À quelques jours de l’ouverture officielle de la campagne pour la présidentielle du 28 décembre, la scène politique guinéenne se redessine peu à peu, se tend et révèle plus clairement les rapports de force entre les principaux candidats.
Dans cette effervescence pré-électorale, une candidature retient particulièrement l’attention : celle d’Elhadj Bouna Keïta, président du Rassemblement Guinéen pour le Progrès (RGP).
Longtemps perçu comme un acteur discret mais constant, il s’avance désormais comme l’une des figures qui souhaitent peser réellement dans la bataille présidentielle du 28 décembre.
Homme d’affaires aguerri avant d’être homme politique, Bouna Keïta aborde cette nouvelle échéance avec une assurance qu’il revendique comme le fruit d’un engagement qui remonte à plus de trois décennies.
Pour lui, cette troisième tentative n’est pas seulement un retour ; c’est un aboutissement.
« C’est ma troisième fois. Cette fois-ci, c’est ma chance d’être élu président de la République », déclarait-il récemment, visiblement serein.
Il affirme être « prêt à diriger la Guinée », convaincu que son parcours personnel, politique et entrepreneurial lui donne aujourd’hui une maturité nécessaire pour prétendre à la magistrature suprême.
Cette confiance trouve sa source dans une trajectoire politique singulière, marquée par la constance. Contrairement à nombre de candidats qui émergent puis disparaissent au gré des conjonctures, Keïta n’a jamais quitté le terrain.
Dès 1993, sa première tentative de candidature indépendante avait été rejetée pour des raisons juridiques, mais il n’a pas renoncé.
En 2010, il revient sous les couleurs du RGP, un parti qu’il a maintenu en activité malgré l’érosion de la scène politique et la volatilité des alliances.
Cette longévité, rare en Guinée, lui vaut aujourd’hui d’être perçu comme un candidat structuré, disposant d’une base organisationnelle et d’une véritable culture militante.

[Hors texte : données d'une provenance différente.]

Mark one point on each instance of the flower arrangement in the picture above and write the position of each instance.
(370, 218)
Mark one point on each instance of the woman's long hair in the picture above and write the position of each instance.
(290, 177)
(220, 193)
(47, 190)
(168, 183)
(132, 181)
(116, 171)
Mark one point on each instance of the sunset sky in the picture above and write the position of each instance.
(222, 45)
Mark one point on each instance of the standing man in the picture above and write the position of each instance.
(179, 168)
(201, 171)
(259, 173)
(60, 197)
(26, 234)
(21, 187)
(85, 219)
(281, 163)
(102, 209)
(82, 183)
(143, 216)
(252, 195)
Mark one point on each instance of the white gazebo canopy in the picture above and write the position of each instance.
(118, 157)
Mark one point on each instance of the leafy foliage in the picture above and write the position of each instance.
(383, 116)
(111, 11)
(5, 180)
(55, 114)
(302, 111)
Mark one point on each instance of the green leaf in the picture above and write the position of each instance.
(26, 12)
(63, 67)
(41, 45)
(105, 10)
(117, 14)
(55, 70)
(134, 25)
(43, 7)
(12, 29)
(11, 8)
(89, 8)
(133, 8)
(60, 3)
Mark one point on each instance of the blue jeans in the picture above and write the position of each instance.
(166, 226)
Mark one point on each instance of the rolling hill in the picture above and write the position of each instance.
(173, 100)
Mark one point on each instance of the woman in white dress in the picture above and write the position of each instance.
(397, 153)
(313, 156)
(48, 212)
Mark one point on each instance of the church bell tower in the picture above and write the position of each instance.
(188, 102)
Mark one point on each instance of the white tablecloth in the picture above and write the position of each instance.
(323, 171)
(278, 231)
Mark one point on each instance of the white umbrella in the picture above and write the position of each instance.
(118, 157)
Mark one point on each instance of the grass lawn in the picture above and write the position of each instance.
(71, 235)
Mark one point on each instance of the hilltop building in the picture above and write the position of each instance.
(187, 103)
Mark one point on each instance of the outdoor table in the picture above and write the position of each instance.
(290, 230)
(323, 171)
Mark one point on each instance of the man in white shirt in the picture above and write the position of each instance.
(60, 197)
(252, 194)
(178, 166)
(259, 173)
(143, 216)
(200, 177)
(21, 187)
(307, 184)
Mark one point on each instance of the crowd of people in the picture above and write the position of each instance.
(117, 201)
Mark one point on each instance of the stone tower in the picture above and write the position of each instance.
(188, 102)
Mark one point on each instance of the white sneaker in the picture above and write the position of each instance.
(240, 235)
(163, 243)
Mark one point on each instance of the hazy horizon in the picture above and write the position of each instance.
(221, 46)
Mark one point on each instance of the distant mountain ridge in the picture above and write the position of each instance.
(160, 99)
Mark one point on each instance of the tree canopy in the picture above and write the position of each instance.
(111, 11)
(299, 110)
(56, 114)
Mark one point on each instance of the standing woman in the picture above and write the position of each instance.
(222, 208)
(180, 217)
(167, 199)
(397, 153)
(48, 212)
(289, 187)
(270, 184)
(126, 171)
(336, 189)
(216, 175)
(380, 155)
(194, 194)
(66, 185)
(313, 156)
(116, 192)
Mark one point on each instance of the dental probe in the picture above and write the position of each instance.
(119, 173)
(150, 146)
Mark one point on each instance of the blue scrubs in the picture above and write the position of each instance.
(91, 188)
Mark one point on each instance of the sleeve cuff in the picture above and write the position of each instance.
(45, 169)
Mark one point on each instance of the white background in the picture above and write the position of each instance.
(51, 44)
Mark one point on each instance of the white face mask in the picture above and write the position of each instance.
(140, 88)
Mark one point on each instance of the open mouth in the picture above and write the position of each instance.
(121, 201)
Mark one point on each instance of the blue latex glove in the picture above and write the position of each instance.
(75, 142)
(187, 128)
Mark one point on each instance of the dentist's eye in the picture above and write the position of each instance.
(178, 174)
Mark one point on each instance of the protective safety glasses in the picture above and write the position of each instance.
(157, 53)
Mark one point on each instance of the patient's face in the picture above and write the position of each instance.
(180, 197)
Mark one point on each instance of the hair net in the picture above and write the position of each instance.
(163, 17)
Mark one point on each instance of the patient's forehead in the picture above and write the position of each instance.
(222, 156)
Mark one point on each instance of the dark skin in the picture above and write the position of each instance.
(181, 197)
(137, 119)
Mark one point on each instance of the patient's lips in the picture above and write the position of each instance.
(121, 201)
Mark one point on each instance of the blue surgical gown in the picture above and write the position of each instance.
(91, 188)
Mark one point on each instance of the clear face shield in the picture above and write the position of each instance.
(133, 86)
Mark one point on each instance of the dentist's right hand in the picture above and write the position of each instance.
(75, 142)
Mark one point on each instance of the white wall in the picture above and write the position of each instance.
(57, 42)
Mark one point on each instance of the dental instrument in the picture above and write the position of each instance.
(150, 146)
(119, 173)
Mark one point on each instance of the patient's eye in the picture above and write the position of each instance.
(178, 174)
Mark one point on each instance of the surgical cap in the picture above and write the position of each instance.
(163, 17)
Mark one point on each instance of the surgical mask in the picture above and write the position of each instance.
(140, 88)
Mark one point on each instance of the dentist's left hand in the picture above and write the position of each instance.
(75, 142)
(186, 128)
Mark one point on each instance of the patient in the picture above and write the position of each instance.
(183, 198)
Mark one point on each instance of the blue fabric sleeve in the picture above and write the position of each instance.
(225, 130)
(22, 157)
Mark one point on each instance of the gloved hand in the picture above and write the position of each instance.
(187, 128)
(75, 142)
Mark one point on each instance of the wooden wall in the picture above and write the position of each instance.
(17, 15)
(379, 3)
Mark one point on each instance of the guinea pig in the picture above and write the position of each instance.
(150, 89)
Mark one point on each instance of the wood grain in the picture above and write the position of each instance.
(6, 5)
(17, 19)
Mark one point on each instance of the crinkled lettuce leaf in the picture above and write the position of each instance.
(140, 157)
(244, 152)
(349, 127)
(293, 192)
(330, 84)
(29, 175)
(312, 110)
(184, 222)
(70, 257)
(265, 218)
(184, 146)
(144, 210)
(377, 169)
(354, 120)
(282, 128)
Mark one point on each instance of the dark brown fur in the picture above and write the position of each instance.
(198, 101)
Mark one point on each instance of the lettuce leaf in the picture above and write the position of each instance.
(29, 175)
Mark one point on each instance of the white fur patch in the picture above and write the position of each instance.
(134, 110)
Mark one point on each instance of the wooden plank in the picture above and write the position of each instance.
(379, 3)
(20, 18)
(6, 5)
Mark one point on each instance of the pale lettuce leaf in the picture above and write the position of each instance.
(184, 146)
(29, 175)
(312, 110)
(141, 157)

Face au président sortant, Mamadi Doumbouya, qui s’avance avec la force d’un appareil étatique désormais transformé en machine électorale et avec un soutien populaire visible dans plusieurs régions, Elhadj Bouna Keïta tente de tracer une voie alternative. Son discours insiste moins sur la rupture que sur l’efficacité.
Il propose une approche économique inspirée de sa carrière dans le secteur privé : réforme du climat des affaires, développement massif des infrastructures, relance de l’agriculture et des mines, soutien aux initiatives locales, et surtout création d’emplois durables.
Une vision qu’il veut volontairement pragmatique, loin des promesses générales et des slogans faciles, articulée autour de mesures opérationnelles qu’il présente comme réalisables et chiffrées.
Ce pragmatisme se reflète dans sa manière de faire campagne. Là où certains privilégient les grands discours, Keïta multiplie les déplacements dans les zones rurales, les marchés, les quartiers populaires.
Il discute longuement avec les communautés, écoute les doléances et promet des actions concrètes plutôt que des formules. Ses proches le décrivent comme un homme simple dans sa communication, direct dans son approche, et plus soucieux de convaincre par proximité humaine que par effet d’annonce. C’est peut-être là son atout majeur : il donne l’image d’un candidat accessible, parlant un langage compris par tous.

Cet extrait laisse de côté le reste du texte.